Клаузевиц - [49]
Клаузевиц подчеркивает, как до самого начала французского отступления командный состав русской армии не осознал, что кампания русскими уже выиграна. Строгая «логическая система», в которую вылились последние отступательные акты, сложилась вполне бессознательно. Кутузов и Толь после Бородина составляли исключение, неясно нащупывая запутанность положения Наполеона. Толь еще на пути в Москву говорил Клаузевицу о желательности продолжать отход из Москвы не на восток, а на юг, чтобы занять фланговую позицию и начать давление на сообщения Наполеона; но сразу провести эту идею Толю не удалось. Клаузевиц поддерживал Толя, указывая на возможность играть с французами в кошки-мышки, благодаря необъятным размерам русской территории: если русская армия устремится теперь к западной границе, Наполеону ничего не останется делать, как потянуться за ней на запад, как до сих пор он тянулся на восток.
Но масса командного состава готова была плакать, глядя на пожар Москвы, и считала кампанию проигранной. Настроение в армии было траурным.
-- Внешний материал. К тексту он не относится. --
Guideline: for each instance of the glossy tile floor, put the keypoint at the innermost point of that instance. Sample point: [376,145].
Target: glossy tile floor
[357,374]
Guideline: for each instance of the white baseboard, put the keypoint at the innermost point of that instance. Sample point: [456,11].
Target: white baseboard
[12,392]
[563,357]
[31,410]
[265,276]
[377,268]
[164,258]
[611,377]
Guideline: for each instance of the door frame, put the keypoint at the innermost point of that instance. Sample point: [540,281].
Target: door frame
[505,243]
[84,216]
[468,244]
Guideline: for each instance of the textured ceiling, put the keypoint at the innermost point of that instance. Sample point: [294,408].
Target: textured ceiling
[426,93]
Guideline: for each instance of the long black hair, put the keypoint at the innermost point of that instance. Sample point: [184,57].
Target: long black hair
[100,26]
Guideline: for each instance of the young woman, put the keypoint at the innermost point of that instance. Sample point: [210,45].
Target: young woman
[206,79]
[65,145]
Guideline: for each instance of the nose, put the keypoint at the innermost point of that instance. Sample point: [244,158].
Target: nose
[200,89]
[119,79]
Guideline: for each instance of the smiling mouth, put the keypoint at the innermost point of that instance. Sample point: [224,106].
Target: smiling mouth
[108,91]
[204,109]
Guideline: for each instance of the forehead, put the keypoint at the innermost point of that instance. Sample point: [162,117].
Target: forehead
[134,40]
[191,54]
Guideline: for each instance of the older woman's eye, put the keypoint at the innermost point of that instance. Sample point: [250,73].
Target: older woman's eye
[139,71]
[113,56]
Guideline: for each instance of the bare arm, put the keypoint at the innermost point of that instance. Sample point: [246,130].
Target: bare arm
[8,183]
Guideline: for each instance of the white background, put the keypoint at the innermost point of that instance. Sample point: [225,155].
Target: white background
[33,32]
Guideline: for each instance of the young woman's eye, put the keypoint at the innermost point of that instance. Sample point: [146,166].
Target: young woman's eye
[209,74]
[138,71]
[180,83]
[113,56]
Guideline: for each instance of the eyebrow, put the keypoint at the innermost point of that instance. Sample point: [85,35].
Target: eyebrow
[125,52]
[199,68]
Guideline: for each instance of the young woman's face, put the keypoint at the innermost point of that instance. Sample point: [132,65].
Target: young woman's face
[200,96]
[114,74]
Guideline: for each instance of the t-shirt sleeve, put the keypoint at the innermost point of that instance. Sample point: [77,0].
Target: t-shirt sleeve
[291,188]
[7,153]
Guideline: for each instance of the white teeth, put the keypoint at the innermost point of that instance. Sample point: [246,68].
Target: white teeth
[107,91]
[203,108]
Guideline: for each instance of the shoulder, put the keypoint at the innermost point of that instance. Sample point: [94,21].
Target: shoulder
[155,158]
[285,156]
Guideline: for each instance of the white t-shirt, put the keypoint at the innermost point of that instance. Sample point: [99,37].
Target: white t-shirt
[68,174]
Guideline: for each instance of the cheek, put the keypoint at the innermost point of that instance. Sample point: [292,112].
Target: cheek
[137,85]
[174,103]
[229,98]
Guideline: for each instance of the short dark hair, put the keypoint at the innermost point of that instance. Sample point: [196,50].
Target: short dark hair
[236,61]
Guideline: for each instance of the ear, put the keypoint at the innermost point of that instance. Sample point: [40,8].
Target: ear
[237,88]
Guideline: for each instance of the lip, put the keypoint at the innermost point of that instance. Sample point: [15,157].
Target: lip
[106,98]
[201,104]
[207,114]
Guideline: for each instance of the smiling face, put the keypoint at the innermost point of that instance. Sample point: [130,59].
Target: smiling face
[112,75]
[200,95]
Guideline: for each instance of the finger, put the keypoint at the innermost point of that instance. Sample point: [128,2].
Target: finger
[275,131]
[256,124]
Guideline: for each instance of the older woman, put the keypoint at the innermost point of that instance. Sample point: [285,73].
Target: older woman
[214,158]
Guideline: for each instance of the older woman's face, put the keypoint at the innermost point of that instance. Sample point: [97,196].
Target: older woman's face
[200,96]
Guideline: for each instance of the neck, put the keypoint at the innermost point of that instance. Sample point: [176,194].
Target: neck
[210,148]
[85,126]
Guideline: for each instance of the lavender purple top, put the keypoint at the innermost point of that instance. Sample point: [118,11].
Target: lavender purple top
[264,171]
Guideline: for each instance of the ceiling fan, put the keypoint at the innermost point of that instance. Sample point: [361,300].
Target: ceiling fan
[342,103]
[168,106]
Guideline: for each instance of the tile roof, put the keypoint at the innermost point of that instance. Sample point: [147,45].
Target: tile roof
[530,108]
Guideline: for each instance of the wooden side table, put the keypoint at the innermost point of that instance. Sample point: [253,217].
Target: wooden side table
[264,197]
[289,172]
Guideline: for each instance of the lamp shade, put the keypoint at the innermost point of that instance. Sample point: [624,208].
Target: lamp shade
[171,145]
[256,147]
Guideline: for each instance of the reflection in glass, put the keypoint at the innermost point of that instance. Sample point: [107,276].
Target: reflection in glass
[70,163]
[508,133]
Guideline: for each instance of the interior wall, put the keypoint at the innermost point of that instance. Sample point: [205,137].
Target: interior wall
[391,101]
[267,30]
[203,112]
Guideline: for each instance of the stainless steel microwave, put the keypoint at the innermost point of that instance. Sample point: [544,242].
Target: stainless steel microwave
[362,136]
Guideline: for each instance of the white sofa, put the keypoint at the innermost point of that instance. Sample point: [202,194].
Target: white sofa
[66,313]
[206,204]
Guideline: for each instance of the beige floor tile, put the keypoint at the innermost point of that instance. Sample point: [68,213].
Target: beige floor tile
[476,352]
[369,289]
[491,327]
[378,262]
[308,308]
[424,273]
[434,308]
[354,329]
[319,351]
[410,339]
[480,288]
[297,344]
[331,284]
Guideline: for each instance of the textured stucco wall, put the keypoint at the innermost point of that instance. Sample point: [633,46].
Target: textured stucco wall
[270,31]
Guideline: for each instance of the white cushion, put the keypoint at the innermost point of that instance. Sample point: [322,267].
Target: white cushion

В Петербурге — напротив: там не видели разоренных деревень и городов, не имели перед глазами тысяч несчастных беженцев, не испытывали непосредственно на себе тяжелых ударов французских войск, и судили правильнее, ясно оценивая катастрофическое положение Наполеона и проектируя окружение остатков его армии на берегах Березины.
Таковы замечания Клаузевица в его воспоминаниях. Письма к Марии и Гнейзенау, точно отражающие ощущения Клаузевица в отдельные моменты событий, позволяют утверждать, что и у самого Клаузевица в течение отступления полной ясности в понимании изменения стратегической обстановки в пользу русских еще не было. Из Дорогобужа он писал, что положение пока не плохо, но предстоит сражение и, в случае отрицательного его исхода, положение может измениться значительно к худшему. Однако, сомнения могут быть только в результате одного сражения, но не всей войны, если только решение бороться у русских не ослабеет. Сразу же после оставления Москвы Клаузевиц определял положение русской армии, как вполне удовлетворительное. Принудить Россию к миру невозможно.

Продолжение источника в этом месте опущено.